Il ne la quitte pas des yeux en s’approchant d’elle pour lui
retirer doucement le solitaire du doigt, et voit dans les siens,
pendant qu’il lui tient la main, un mélange d’excitation, de
séduction et de ressentiment ou de tristesse : elle était à
quelques secondes de l’obtenir, son beau diamant. Il demande
ensuite les clés des vitrines à la jolie vendeuse, qui tente de lui
adresser le même genre d’œillade érotique que la cliente en les lui
tendant, et remplit méthodiquement son sac, laissant sur les
présentoirs les montres et bijoux qu’il sait les moins précieux.
Avant de repartir, il se dirige vers l’arrière-boutique pour y
chercher la cassette de la caméra, qui lui servira à perfectionner
ses attitudes de voleur sûr de lui, en prévenant les quatre otages
éphémères qu’il vaut mieux qu’ils n’aient pas tout de suite envie
de prendre l’air, son ami dehors étant un peu rustre. Au moment où
il revient vers eux, il passe tout près de la cliente et lui glisse
discrètement le solitaire dans la main (les autres n’ont rien vu).

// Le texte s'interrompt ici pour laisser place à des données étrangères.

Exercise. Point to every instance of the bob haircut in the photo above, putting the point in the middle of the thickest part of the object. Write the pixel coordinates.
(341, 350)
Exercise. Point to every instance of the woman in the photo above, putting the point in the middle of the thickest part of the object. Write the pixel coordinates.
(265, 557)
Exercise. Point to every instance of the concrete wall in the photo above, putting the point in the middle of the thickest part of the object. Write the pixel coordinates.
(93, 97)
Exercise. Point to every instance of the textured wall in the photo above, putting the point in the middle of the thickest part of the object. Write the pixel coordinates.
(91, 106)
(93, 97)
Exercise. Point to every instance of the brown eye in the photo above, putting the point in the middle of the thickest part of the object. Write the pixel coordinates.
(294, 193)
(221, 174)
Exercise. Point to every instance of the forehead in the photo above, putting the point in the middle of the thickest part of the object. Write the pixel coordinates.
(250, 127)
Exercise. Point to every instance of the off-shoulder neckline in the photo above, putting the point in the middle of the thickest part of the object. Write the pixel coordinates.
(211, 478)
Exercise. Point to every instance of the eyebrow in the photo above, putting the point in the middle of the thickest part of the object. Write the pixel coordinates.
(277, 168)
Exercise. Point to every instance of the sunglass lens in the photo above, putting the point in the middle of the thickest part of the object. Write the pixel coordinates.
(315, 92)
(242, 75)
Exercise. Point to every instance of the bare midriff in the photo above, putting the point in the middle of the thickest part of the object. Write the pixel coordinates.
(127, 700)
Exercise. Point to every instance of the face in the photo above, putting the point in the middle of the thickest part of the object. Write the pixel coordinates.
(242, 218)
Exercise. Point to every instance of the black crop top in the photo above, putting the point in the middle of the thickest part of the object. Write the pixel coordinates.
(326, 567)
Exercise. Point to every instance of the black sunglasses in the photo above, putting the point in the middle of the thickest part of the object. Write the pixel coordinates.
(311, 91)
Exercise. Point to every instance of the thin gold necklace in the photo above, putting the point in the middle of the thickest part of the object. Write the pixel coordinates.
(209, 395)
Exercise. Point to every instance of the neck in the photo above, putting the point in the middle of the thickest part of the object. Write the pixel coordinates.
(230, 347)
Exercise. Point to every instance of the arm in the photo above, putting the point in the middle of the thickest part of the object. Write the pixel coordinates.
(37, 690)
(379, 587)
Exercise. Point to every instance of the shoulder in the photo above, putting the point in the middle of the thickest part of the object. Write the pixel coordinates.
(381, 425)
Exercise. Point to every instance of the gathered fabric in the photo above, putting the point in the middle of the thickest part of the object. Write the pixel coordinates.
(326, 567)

Le regard qu’ils échangent à cet instant trouverait sa place sans
problème dans les plus grands films d’amour – la petite vendeuse
doit se sentir un peu délaissée. Bruno se détourne du champ
magnétique sensuel, s’excuse du dérangement et rejoint Steve
dehors, avec 9 millions de francs de bijoux dans son sac de pirate
– qu’il revendra bien sûr moins que ça.
Si la grande et belle cliente ne pense pas
encore aujourd’hui, en 2013, à ces quelques secondes d’accouplement
optique, je veux bien qu’on me coupe un pied.